The latest youth panic in the news is about knife crime, and the government in its effort to be seen to be doing something will no doubt come up with another law which it will be unable to enforce. Yet again they will be answering a negative with another negative.
In Caracas, the capital of Venezuela, there were vast numbers of marginalised young people, much as in our big cities. José Antonio Abreu decided that a good idea to tackle the problem was to get them playing music. The first session involved 11 young musicians and took place in an underground car-park, but the numbers grew rapidly and eventually attracted funding from the state. ‘The State has understood perfectly……that this is a social project’ says José ‘a project for human development’. Now there is a State Foundation for the National System of Youth and Children’s Orchestras which offers lessons and the loan of instruments to hundreds of children. There are academies and orchestras being formed in cities and rural areas all over Venezuela now, and more than 500,000 students have graduated and gone on to pursue careers in music, many of them as teachers in ‘El Sistema’. Simon Rattle has described it as being the most important thing happening in classical music anywhere in the whole world.

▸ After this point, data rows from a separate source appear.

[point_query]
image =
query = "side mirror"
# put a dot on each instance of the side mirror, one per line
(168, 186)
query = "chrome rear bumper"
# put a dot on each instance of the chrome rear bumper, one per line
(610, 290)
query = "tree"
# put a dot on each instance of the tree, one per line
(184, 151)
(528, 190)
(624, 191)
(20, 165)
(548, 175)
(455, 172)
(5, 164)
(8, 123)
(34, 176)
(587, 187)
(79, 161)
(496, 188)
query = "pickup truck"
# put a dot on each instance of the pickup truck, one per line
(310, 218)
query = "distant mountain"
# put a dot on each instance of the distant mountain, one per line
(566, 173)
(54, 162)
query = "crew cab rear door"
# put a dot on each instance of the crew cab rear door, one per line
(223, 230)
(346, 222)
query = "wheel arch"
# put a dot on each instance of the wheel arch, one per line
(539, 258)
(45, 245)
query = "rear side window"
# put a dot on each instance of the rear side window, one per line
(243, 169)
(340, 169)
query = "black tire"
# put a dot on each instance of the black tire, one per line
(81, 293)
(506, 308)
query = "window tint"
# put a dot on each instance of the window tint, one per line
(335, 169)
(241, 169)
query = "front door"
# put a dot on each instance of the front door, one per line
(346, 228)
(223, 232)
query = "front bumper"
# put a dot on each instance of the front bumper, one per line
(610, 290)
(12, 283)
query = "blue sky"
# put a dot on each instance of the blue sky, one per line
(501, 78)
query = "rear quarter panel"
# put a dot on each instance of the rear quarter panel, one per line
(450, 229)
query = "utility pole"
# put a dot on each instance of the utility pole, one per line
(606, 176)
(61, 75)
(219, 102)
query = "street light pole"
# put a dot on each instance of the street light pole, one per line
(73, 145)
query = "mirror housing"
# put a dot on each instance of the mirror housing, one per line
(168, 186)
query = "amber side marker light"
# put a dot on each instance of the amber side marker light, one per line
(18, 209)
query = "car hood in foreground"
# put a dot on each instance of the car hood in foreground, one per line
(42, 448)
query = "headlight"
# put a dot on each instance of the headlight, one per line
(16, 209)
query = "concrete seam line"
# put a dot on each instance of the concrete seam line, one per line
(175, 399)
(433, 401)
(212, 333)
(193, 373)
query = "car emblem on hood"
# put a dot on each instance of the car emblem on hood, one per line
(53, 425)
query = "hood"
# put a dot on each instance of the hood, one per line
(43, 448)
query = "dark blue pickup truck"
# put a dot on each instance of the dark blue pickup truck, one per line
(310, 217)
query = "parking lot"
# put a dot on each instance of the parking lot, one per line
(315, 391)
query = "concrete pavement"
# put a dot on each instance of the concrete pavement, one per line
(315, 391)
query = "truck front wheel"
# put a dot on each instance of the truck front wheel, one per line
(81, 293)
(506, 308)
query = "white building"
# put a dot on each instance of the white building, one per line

At the present count there are more than 57 children’s orchestras, 125 youth orchestras and at least 30 professional adult orchestras – and the numbers are still growing.
How wonderful it would be if (let’s not be too optimistic) a trial project were to take place in a known troubled area such as Hackney, or Plaistow, with absolutely every child being given the opportunity to learn an instrument. Economically it can’t be nearly as expensive as the vast array of law-enforcers, social workers and institutions that are currently trying to stop things happening, rather than making something better happen. Answering negatives with positives is so powerful – I wish people were not so scared of trying it.